FILE PHOTO: Russian President Vladimir Putin aims a Chukavin sniper rifle SVCh-308 by Russian firearms maker Kalashnikov Concern at Patriot military theme park outside Moscow, Russia September 19, 2018. Sputnik/Alexei Nikolsky/Kremlin via REUTERS ATTENTION EDITORS - THIS IMAGE WAS PROVIDED BY A THIRD PARTY./File Photo

Everyone, as Arno Geiger writes in a beautiful sentence in the novel “Unter der Drachenwand”, which is filled with beautiful sentences, has the chance to decide several times in life: “whether he wants to go swimming or make plans”. That’s not entirely true, not all people have this freedom – the war takes it away from them, and it will come, including to the Drachenwand.

When we hear Vladimir Putin say, after more than 130 days of war, that Russia has not yet started its war in earnest, and when we ask ourselves why he is devastating a neighboring country and turning Russian eighteen-year-olds into murderers, some things are obvious.

The democratic movement that emanated from the Maidan in 2014 was a threat to Putin, as was the eastward expansion of NATO; Russian revanchism and the disparagement of strangers are added. But is that all?

The historian Dan Diner, recalling texts by Hans Blumenberg, wrote in the “FAZ” about the “forced convergence of ‘lifetime and world time'”, and he meant the aging ruler P., “whose political timetable is subordinate to his personal life expectancy”. .

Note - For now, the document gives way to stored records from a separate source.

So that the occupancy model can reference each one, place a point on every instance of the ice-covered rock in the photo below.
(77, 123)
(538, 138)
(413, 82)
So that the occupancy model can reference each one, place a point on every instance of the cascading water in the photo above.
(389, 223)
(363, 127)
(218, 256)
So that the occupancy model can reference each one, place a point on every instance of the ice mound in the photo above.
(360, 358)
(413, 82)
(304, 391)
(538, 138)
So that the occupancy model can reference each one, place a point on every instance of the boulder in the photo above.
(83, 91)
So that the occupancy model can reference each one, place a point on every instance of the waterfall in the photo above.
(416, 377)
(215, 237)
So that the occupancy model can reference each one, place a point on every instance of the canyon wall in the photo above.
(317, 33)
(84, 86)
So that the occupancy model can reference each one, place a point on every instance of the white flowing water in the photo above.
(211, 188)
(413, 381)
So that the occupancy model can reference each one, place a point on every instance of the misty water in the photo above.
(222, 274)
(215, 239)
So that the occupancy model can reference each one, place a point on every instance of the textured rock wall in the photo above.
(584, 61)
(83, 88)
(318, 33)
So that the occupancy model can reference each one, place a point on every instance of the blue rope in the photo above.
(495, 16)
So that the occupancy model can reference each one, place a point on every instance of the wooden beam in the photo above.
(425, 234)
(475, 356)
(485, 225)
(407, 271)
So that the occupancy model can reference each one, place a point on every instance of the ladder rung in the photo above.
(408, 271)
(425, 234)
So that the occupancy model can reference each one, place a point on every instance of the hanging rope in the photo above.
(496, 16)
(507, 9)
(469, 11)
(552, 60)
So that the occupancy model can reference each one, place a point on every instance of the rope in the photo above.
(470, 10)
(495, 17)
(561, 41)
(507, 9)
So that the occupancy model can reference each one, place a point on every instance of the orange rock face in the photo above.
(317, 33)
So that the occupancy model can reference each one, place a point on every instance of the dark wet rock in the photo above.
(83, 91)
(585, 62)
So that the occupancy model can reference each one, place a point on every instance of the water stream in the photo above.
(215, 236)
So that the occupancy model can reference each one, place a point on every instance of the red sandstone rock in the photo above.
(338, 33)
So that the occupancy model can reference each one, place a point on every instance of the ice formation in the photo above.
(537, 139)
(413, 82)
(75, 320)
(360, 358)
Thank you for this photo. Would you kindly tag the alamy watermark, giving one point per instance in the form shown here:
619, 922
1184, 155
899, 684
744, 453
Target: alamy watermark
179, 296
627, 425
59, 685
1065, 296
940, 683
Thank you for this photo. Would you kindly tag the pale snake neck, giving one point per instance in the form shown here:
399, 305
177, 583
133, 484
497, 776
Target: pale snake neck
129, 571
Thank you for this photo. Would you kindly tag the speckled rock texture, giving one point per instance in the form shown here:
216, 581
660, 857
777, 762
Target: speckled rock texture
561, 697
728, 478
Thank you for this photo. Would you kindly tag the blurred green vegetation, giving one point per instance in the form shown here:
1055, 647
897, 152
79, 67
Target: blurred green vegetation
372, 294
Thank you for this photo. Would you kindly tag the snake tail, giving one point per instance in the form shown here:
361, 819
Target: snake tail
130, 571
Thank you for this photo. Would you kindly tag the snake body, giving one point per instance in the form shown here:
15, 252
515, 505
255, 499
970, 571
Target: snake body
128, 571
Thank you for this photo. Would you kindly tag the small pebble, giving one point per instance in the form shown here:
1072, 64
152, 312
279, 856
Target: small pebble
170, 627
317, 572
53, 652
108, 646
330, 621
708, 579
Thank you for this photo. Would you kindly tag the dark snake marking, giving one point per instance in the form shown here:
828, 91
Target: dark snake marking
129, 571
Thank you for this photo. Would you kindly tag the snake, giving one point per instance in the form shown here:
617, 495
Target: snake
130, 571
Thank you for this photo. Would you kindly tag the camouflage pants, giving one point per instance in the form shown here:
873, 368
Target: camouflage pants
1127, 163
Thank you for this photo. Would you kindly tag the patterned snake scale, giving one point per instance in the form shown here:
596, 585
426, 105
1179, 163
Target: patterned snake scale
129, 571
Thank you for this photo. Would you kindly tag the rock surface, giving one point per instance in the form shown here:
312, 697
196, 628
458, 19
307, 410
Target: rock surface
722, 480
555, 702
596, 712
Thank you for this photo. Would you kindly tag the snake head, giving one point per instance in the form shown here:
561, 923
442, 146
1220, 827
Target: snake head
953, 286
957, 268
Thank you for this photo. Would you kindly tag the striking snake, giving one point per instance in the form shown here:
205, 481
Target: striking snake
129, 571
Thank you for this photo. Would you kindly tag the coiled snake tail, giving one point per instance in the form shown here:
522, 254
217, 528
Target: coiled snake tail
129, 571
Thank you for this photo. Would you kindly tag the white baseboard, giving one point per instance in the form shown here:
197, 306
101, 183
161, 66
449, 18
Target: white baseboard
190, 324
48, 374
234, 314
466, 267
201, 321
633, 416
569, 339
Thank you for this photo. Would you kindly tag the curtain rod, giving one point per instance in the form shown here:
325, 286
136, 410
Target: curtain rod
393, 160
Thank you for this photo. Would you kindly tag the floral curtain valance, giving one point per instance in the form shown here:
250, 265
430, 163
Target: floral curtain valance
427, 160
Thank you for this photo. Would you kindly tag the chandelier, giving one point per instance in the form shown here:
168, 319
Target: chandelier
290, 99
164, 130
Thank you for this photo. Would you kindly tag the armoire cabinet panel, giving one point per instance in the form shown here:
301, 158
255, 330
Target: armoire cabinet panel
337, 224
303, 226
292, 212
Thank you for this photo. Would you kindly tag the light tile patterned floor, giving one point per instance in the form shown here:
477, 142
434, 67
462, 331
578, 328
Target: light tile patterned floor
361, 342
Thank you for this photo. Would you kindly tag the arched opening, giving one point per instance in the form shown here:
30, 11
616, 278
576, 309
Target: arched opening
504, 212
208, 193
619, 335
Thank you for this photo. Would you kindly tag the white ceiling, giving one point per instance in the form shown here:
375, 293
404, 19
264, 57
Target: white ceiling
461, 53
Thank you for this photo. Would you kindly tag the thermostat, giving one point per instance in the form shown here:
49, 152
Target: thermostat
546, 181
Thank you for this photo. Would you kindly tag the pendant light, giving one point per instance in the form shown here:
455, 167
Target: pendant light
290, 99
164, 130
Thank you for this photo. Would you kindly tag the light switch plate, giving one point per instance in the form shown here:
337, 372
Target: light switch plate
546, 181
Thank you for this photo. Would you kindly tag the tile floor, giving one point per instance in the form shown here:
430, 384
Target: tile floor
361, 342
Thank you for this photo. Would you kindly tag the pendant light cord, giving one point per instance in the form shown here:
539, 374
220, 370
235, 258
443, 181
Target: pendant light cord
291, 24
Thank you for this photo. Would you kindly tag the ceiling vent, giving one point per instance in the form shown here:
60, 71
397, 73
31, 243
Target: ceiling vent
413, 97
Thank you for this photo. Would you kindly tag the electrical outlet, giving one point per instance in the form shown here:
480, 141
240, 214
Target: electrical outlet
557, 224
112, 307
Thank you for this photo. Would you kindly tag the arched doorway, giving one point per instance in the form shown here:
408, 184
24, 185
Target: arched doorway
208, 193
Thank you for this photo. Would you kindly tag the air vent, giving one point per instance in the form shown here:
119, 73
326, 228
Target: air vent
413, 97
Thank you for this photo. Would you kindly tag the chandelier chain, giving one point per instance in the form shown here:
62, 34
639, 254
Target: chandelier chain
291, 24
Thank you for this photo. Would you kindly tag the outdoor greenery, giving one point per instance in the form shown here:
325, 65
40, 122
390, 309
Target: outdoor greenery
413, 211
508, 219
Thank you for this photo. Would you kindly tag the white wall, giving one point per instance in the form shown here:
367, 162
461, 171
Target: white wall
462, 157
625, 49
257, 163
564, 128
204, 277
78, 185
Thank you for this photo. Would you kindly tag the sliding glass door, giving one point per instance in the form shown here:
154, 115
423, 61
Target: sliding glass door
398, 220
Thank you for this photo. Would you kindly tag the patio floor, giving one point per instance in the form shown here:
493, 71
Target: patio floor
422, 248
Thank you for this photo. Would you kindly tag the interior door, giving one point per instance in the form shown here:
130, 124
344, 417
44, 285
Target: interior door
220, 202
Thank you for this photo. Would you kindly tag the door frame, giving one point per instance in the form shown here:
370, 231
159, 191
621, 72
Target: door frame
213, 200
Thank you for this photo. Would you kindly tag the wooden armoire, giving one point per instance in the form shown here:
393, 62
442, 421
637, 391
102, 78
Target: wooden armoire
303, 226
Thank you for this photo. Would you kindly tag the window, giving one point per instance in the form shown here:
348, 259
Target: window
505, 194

Diner compares Putin’s pathological distortions “with the delusional impatience of the Reich German leader”, meaning Hitler. And he cites a second reason for Putin’s impatience: “In addition to the short life span of the mortal individual, there is a structural one: it applies to the foreseeable end of the need for fossil fuels.”

For Putin, Ukraine should no longer exist “because it is anti-Russian,” writes Masha Gessen: Ukraine experienced the same tragedies as the Soviet Union in the 20th century and is still striving for its own history, “and this idea is for totalitarian leaders absolutely unbearable”.

Gessen once emigrated from Russia and writes reports and essays for the “New Yorker”. “Whatever happens in five or ten years,” Gessen told the Austrian “Standard”, “it will be a post-Ukrainian war construction, and it will look completely different. The way Europe sees itself – if there is still a Europe – will be different.”

I had to let those words reverberate after reading them. If there is still a Europe? And what does Putin want now? Gessen says, “What Putin wants to restore is Russian greatness, and Russian greatness is amorphous and geographically ambiguous.”

The defining event was the “Great Patriotic War” and the victory in that Second World War “was a gift from the Russians to the world, which, however, was ungrateful and betrayed Russia,” Gessen said. “And secondly, it was a means of excusing the terror of the Soviet Union, because that terror was precisely the price of Russian greatness.

We should focus on size and not small problems like the gulags. And third, he gave Russia the right to be a superpower. For all eternity. And the US has wrested that right from Russia.”

Then there is something else. Dan Diner and Masha Gessen say that the NATO operation against Serbia in 1999, which was not mandated by the United Nations, is still having an impact today. “The conclusion that Putin drew from this, namely that he took the right to bomb Kyiv, was not obvious,” writes Gessen, “but 1999 was a turning point in the history of the post-Soviet era.”